Bir anda Büyük Patlama dediğiniz bir patlama ile on üzeri yetmiş dokuz atom oluşacak(!) ve onlardan da bütün mucizevî bütün varlıklar birden ortaya çıkıverecekler(!)…Hem de bir faili, öznesi olmadan! Buna sizin gibiler dışında ne kadar insan inanır acaba? İnananların da ne kadarı akılla, kalple mutmain olur? Bir domuz dişini işleyip, bir kuru kafaya uydurmaya neden cüret ettiler bu arkadaşlarınız olan Darvinciler. Maymun gelişmek isteyecek, kuyruğu yıllarca kısalacak, vücudunu kaplayan tüyleri gittikçe azalacak. Asırlar geçecek kuyruksuz(!), tüyleri sadece belli yerlerinde kalan(!) torunları(!) insanlara dönüşecek! Peki, asırlar geçti, insan oluştu(!) diyelim! …Hani ara mahluklar,,, Tüyü azalmış maymunlar, daha da azalmış örnekler…Kuyruğu biraz kısalmış, biraz daha kısalmış, bir tutam kuyruğu kalmış maymunlar? Hala maymunlar ve hala insanlar kendi asli şekilleriyle yaşıyor. Bir tek insana dönüşmüş olduğuna inanan Darvin ve evrimciler insan kılığında, ama maymun idraksizliğinde hayata devam ediyorlar(!)
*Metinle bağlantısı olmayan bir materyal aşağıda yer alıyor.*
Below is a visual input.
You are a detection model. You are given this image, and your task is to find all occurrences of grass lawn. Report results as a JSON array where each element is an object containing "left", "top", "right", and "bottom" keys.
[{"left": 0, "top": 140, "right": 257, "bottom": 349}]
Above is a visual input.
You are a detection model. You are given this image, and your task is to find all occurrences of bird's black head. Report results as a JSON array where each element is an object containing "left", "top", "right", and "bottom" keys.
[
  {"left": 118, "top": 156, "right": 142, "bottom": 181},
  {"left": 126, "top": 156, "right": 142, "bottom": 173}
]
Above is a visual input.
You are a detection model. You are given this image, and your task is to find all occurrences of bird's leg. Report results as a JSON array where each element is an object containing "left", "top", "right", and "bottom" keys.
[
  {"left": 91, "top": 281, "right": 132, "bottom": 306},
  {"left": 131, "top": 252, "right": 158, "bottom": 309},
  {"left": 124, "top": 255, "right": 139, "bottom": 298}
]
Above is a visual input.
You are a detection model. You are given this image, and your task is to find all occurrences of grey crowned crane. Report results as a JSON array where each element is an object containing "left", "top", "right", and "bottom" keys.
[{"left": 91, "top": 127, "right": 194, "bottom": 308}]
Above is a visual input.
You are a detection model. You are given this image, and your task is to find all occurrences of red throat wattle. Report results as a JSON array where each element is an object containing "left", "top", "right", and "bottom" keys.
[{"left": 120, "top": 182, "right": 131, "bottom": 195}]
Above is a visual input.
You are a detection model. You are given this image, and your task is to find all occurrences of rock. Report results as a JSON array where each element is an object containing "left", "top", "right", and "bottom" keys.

Siz insanları akılsız mı sanıyorsunuz. Bütün varlıklar neden kaplumbağa, denizatı, saksağan, akrep, solucan veya gül, karanfil, arapsaçı, turp otu, akasya, zeytin olarak yaşamaya devam ediyor. Neden kendilerince daha üst bir mertebeye geçişe çalışmıyorlar? Durmadan kendilerinin aynen tekrarlamaya devam ediyorlar? Değişmeye çalışanlardan ve bilhassa değişmeye muvaffak olan formlardan bir tane bile ortaya neden koyamadınız. Fosil ilmi, tarihin bir zamanında bütün vücut şekilleriyle varlıkların dünyaya teşrif ettiğini söylüyor. Örneklerini o eski asırlarda da şimdiki halleriyle de ortaya koyuyorlar. Pildown adamındaki gibi o çağın bütün fosil formlarına hilenizi sahtekârlığınızı uzatamadınız mı yoksa? Hiç ustasız bir iğne olduğunu gördünüz mü? Bu kadar mucize yapılıştaki, çok karmaşık biyolojik ve fiziki hallerin basit yumurtalara, embriyonlara, mitoz bölünmeye verince akılları ikna edebilir misiniz?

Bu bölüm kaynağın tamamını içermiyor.